Sir I apologize for your frustrations. Travis is a new employee of only 2 weeks, I know that does not make it right, but If you could shoot me over a PM of whats going on I will gladly help you out and get you taken care of.


----------



## Polaris425 (Dec 16, 2004)

^ Tyler is the man. Might be time to replace Travis... lol


----------



## SuperATV (May 3, 2010)

Rear outter boot on the brown truck headed your way.


----------



## jctgumby (Apr 23, 2009)

^^^ Nice. Awesome job Tyler. This is why I try to use SuperATV for as much stuff as I can for myself and also recommend you guys to all of my buddies. Keep it up guys.


----------



## bigblackbrute (Jun 3, 2009)

Yeap always had top notch service from Tyler and super atv except for some goof that answers the phone sometime. 

FATBOYZ CUSTOMZ


----------



## Waddaman (Oct 3, 2010)

I agree, MOST of the time customer service is the best at super ATV. But once in a while you will get some guy that doesn't know what he's talking about/is rude..


----------



## brute574 (Aug 10, 2011)

SuperATV said:


> Sir I apologize for your frustrations.

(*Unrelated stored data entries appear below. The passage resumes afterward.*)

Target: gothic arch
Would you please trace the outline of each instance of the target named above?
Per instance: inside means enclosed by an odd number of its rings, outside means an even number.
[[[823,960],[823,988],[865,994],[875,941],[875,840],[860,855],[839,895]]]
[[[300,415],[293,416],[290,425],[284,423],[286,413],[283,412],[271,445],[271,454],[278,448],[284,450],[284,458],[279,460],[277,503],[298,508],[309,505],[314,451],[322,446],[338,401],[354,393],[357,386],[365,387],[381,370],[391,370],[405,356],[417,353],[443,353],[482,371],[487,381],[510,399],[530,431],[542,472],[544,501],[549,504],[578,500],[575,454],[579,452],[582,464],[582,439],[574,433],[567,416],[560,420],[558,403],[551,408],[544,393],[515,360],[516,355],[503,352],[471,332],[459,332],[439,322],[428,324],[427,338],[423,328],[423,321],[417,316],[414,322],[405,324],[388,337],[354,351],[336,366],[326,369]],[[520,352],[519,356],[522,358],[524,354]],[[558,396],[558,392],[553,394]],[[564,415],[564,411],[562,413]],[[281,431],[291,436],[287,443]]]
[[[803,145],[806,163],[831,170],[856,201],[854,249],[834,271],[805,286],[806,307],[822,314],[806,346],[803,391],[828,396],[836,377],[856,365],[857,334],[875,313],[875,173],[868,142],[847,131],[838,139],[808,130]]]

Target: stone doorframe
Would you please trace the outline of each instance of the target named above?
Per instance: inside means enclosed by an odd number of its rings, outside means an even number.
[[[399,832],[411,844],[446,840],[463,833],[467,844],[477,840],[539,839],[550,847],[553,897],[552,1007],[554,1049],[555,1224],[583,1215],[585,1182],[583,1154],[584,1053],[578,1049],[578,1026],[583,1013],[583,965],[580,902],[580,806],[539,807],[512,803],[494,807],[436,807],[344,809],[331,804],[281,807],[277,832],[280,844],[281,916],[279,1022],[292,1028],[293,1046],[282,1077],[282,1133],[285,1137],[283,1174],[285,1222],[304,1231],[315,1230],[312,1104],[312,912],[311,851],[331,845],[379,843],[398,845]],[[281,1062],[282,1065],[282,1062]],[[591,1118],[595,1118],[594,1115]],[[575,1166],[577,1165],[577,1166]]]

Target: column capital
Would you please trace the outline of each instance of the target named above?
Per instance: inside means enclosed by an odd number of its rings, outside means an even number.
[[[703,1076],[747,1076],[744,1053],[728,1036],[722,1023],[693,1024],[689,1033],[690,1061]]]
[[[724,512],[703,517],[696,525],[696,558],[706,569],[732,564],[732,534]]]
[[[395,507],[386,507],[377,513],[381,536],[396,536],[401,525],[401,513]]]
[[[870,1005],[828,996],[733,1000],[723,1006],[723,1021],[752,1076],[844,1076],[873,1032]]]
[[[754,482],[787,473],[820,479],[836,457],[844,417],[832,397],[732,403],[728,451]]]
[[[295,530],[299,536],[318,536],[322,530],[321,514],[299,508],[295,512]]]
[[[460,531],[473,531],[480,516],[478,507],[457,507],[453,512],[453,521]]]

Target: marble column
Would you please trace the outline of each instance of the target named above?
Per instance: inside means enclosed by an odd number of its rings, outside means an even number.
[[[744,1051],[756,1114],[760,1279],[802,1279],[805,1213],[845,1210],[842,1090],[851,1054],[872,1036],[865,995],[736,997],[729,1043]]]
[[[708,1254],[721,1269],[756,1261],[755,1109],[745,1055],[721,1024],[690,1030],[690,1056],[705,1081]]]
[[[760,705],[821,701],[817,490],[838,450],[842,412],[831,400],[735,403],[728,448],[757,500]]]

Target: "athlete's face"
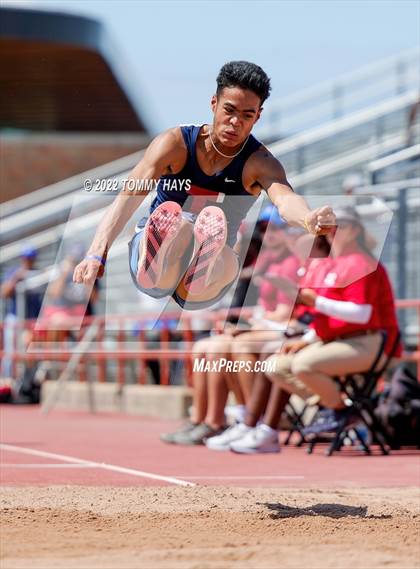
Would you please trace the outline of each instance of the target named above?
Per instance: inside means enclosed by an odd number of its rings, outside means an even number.
[[[244,142],[260,117],[261,99],[247,89],[225,87],[219,96],[213,95],[213,133],[228,147]]]

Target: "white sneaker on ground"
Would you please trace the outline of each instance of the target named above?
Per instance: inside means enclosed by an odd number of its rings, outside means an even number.
[[[208,439],[206,447],[211,450],[230,450],[230,444],[241,439],[249,431],[252,431],[252,427],[248,427],[245,423],[235,423],[221,435]]]
[[[257,425],[241,439],[230,444],[230,450],[241,454],[280,452],[279,434],[268,425]]]

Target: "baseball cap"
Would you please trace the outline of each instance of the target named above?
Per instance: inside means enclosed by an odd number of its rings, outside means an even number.
[[[362,176],[358,173],[349,174],[343,180],[342,188],[343,190],[351,190],[354,188],[360,188],[364,185],[364,180]]]
[[[334,213],[338,222],[349,221],[350,223],[362,226],[362,220],[360,219],[360,215],[357,213],[354,207],[351,206],[338,207],[334,209]]]
[[[263,208],[258,218],[258,221],[266,221],[276,227],[283,229],[287,227],[287,222],[280,217],[278,209],[274,205],[267,205]]]
[[[38,255],[37,249],[33,245],[24,245],[21,249],[20,256],[26,259],[35,259]]]

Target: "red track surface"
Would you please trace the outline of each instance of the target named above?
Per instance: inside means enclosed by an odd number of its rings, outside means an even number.
[[[1,482],[25,486],[171,483],[144,477],[144,473],[226,486],[378,487],[414,486],[420,481],[420,455],[414,451],[383,457],[345,449],[326,457],[321,447],[308,456],[303,448],[292,446],[283,448],[281,454],[243,456],[161,443],[159,433],[176,426],[127,415],[56,410],[45,416],[37,407],[2,406],[1,443],[18,449],[1,449]],[[22,454],[19,449],[35,454]],[[38,451],[64,458],[39,456]],[[98,464],[65,462],[68,456]],[[102,463],[112,470],[104,469]],[[114,467],[143,474],[118,472]]]

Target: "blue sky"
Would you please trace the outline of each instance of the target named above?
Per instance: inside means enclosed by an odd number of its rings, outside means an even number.
[[[274,99],[420,44],[417,0],[20,4],[100,19],[147,97],[157,130],[208,120],[215,77],[231,59],[261,65],[272,78]]]

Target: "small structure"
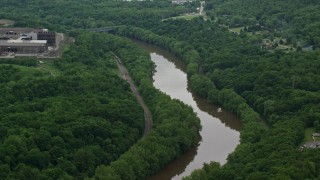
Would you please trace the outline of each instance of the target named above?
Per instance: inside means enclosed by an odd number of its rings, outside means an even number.
[[[0,53],[38,54],[48,50],[46,40],[7,40],[0,41]]]
[[[63,34],[43,28],[0,28],[0,56],[57,57]]]
[[[0,40],[9,40],[9,37],[0,37]]]
[[[305,148],[320,148],[320,141],[311,141],[303,144],[300,146],[300,150],[303,150]]]
[[[24,37],[21,37],[21,40],[32,40],[32,37],[31,36],[24,36]]]
[[[37,32],[38,40],[47,40],[48,45],[53,46],[56,44],[56,33],[53,31],[43,30]]]
[[[19,37],[20,34],[32,30],[32,28],[0,28],[0,34],[6,37]]]
[[[184,3],[187,3],[187,2],[193,2],[194,0],[173,0],[171,1],[172,4],[184,4]]]
[[[31,37],[33,40],[38,40],[38,34],[36,32],[29,32],[26,36]]]
[[[320,133],[313,133],[313,134],[312,134],[312,137],[314,137],[314,138],[315,138],[315,137],[320,137]]]

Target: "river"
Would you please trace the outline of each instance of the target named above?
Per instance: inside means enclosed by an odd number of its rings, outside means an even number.
[[[162,92],[190,105],[201,120],[201,140],[193,148],[167,165],[160,172],[148,177],[148,180],[178,180],[190,175],[203,163],[216,161],[226,163],[229,153],[233,152],[240,141],[241,121],[234,114],[220,106],[207,103],[189,91],[185,67],[181,61],[157,46],[137,42],[150,53],[156,65],[154,86]],[[218,109],[221,108],[221,111]]]

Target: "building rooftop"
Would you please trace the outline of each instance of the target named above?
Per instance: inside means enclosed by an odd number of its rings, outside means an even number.
[[[172,4],[184,4],[184,3],[187,3],[187,2],[193,2],[194,0],[173,0],[171,1]]]
[[[303,150],[304,148],[320,148],[320,141],[306,142],[300,146],[300,150]]]
[[[38,34],[56,34],[54,31],[40,31]]]
[[[317,137],[320,137],[320,133],[313,133],[313,134],[312,134],[312,136],[315,136],[315,137],[316,137],[316,136],[317,136]]]
[[[8,43],[47,43],[47,40],[30,40],[30,41],[24,41],[24,40],[8,40]]]
[[[0,46],[45,46],[47,40],[7,40],[0,41]]]

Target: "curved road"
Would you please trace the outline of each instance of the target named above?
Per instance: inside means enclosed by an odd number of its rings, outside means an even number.
[[[111,52],[111,54],[114,56],[114,59],[117,63],[117,66],[118,66],[118,69],[121,73],[122,78],[129,83],[132,93],[134,94],[134,96],[136,97],[137,101],[139,102],[139,104],[141,105],[141,107],[144,111],[145,126],[144,126],[143,136],[147,136],[150,133],[151,128],[152,128],[151,112],[150,112],[148,106],[144,103],[141,95],[139,94],[139,91],[138,91],[136,85],[133,83],[133,80],[130,77],[128,70],[123,65],[121,59],[117,55],[115,55],[113,52]]]

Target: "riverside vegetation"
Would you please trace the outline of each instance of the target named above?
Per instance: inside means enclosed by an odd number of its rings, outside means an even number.
[[[318,1],[209,0],[208,20],[168,19],[193,11],[196,3],[41,2],[0,3],[0,18],[14,20],[14,26],[68,30],[77,37],[77,43],[54,64],[64,76],[30,71],[26,64],[1,65],[1,114],[5,115],[1,116],[0,131],[1,177],[141,179],[196,143],[198,120],[190,108],[153,88],[153,65],[145,53],[123,38],[79,30],[126,25],[117,29],[117,35],[175,53],[187,65],[191,88],[237,113],[244,123],[241,144],[229,155],[227,164],[206,164],[186,179],[319,178],[319,150],[298,150],[305,128],[320,129]],[[242,30],[237,34],[229,28]],[[266,39],[292,49],[262,48]],[[311,51],[304,51],[309,46]],[[145,139],[138,141],[143,129],[142,110],[128,85],[116,75],[110,50],[124,61],[152,111],[155,127]],[[31,68],[36,64],[34,60],[27,62]],[[95,83],[95,78],[101,78],[99,82],[108,88]],[[118,108],[122,105],[132,110]],[[84,109],[95,106],[101,109]],[[90,129],[101,126],[99,123],[110,131],[94,134],[97,131],[84,129],[77,134],[81,126]],[[66,134],[60,135],[60,131]],[[132,139],[127,139],[127,132],[132,132]],[[59,147],[60,142],[65,147]],[[55,146],[57,150],[52,149]]]

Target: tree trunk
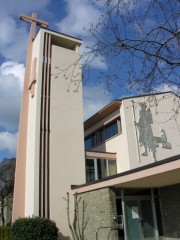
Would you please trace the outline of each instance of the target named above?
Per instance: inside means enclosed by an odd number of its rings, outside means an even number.
[[[5,217],[4,217],[4,200],[1,200],[1,221],[2,226],[5,226]]]

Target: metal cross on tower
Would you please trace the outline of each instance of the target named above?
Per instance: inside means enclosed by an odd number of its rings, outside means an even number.
[[[30,29],[30,38],[31,40],[34,40],[36,36],[36,25],[40,27],[46,28],[48,26],[47,22],[44,22],[42,20],[39,20],[36,18],[36,13],[32,13],[32,17],[28,17],[26,15],[21,14],[19,16],[19,19],[31,23],[31,29]]]
[[[19,19],[25,22],[31,23],[30,33],[29,33],[29,42],[28,42],[28,51],[26,57],[26,71],[25,71],[25,81],[24,81],[24,90],[30,90],[31,96],[34,96],[34,84],[36,80],[31,79],[31,65],[32,65],[32,43],[36,37],[36,26],[46,28],[48,23],[36,18],[36,13],[32,13],[32,17],[21,14]],[[34,71],[34,70],[33,70]],[[34,74],[33,74],[34,75]]]

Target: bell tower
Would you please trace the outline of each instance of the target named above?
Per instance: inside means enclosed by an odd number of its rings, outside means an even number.
[[[71,185],[85,183],[81,40],[30,22],[21,104],[13,221],[41,216],[54,220],[63,235]],[[36,34],[36,26],[40,26]]]

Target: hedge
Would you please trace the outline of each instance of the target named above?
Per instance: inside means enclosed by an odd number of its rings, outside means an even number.
[[[57,240],[57,237],[56,224],[46,218],[20,218],[11,229],[11,240]]]
[[[0,240],[10,240],[11,227],[0,227]]]

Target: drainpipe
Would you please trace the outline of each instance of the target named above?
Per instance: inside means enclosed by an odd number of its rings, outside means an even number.
[[[123,215],[123,224],[124,224],[124,237],[125,240],[128,239],[127,234],[127,225],[126,225],[126,210],[125,210],[125,202],[124,202],[124,189],[121,189],[121,204],[122,204],[122,215]]]

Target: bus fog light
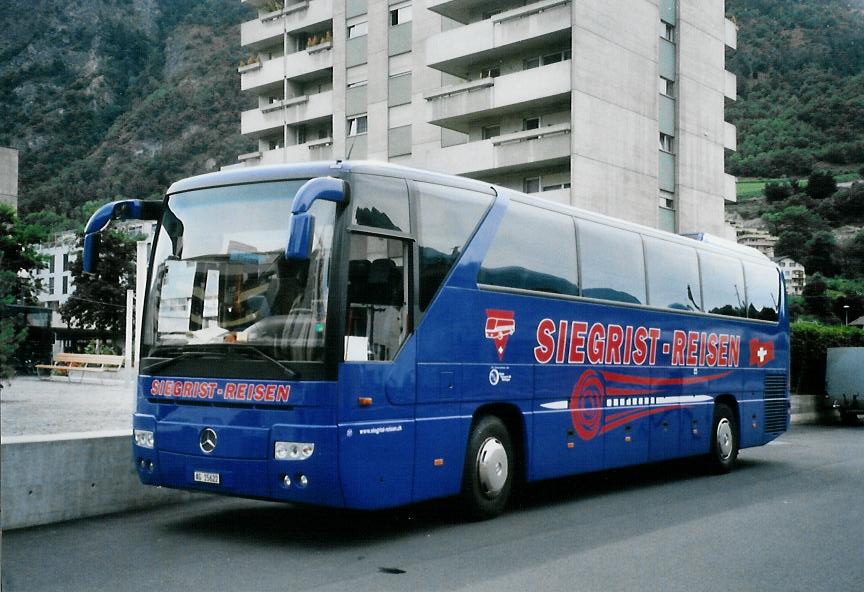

Travis is a new employee of only 2 weeks, I know that does not make it right, but If you could shoot me over a PM of whats going on I will gladly help you out and get you taken care of.


 
THANKS, I Understand the Problem Now, We All Have to Learn Sometime, Don't Be To Hard On him


----------



## brute574 (Aug 10, 2011)

SuperATV said:


> Sir I apologize for your frustrations. Travis is a new employee of only 2 weeks, I know that does not make it right, but If you could shoot me over a PM of whats going on I will gladly help you out and get you taken care of.


Called Mon this Week With a Broken CV joint on my NEW Axle. Talked With Travis Again, He Put me on Hold For 5 Min Came Back and told me Just Send the CV Joint. I get a Call Today From Mike and Claims You Don't just Replace the CV. So Now After A Week Wasted By Travis I'm Not RIDING.

I called Back this Afternoon and Talked With KC, He Said He Would get it Taking Care Of.


----------